Unlike earlier bull runs that were catalyzed by industry-driven developments (e.g., 2017’s ICO wave or DeFi Summer in 2020), the current cycle is being led by top-down forces.

The legalization of crypto activities, combined with proposals for a U.S. Strategic Bitcoin Reserve, highlights a regulatory pivot from restriction to strategic engagement.

According to HTX Research, “The dollarization of crypto continues, acting as both an opportunity and a risk,” reflecting how digital assets are increasingly woven into U.S. financial policy and international strategy.

Bitcoin’s Correlation with U.S. Markets and Global Events

Historically, Bitcoin’s price cycles have been shaped independently by a four-year halving rhythm. However, the report notes that this dynamic is evolving. BTC has grown more tightly correlated with U.S. equity markets, particularly under macroeconomic stress or institutional flows.

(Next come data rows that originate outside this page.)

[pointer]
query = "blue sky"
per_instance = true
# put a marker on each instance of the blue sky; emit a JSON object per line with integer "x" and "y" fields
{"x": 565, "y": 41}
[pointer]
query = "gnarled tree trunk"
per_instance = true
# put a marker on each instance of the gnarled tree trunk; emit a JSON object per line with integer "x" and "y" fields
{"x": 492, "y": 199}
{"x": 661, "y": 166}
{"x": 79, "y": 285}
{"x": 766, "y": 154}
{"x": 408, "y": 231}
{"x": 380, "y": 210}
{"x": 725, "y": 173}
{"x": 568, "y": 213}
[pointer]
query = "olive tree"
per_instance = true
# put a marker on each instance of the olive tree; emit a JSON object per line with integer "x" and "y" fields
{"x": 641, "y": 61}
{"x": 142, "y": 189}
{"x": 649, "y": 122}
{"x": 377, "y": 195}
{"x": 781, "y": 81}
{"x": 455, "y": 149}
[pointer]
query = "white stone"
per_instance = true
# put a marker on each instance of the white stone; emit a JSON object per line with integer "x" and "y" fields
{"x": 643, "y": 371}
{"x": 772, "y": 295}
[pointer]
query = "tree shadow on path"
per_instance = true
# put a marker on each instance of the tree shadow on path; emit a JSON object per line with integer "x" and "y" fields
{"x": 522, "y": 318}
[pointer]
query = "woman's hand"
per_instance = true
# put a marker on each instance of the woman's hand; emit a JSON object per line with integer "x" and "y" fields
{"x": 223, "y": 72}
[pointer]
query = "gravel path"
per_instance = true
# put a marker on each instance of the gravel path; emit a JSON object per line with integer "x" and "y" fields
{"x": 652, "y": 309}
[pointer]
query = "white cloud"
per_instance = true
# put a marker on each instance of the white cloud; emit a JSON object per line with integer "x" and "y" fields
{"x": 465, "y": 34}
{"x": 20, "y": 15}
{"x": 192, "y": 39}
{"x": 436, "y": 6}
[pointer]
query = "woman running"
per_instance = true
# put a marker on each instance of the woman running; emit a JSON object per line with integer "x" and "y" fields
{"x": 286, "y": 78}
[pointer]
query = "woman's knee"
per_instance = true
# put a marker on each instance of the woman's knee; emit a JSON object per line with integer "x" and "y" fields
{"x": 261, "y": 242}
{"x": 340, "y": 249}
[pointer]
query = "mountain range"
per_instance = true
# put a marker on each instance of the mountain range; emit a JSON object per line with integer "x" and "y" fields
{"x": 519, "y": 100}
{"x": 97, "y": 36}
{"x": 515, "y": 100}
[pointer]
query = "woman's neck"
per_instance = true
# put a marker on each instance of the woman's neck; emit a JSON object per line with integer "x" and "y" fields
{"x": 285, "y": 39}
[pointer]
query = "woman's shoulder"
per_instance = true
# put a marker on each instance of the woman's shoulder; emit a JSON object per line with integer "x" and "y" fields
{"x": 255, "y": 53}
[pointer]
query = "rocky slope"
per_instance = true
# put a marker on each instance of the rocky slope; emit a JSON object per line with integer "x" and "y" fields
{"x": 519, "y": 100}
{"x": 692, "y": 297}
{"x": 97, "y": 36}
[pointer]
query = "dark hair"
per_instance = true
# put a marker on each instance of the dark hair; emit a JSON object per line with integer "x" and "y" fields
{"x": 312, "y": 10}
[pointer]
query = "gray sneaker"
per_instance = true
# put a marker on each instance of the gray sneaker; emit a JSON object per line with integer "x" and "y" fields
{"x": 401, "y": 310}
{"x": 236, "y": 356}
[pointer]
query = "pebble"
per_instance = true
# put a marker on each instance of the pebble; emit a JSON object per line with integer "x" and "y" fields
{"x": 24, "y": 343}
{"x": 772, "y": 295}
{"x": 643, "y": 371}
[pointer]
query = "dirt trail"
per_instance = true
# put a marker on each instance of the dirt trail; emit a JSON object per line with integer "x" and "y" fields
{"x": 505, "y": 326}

Yet geopolitical flashpoints remain a wildcard. For instance:

In February 2022, the Russia-Ukraine conflict triggered a 12% single-day Bitcoin spike as capital controls prompted a move into decentralized stores of value.
In contrast, recent escalations — such as the Israel-Gaza war and the April 2024 Israel-Iran conflict — have led to sharp drawdowns in BTC, highlighting investor sensitivity to global instability and de-risking behavior.

Conclusion

This cycle’s narrative is no longer purely crypto-native. With governments moving to integrate crypto into national strategies and Bitcoin reacting to broader macro conditions, traders may need to recalibrate expectations. Regulatory tailwinds and institutional frameworks are now central to Bitcoin’s long-term trajectory — but geopolitical volatility remains a critical risk factor.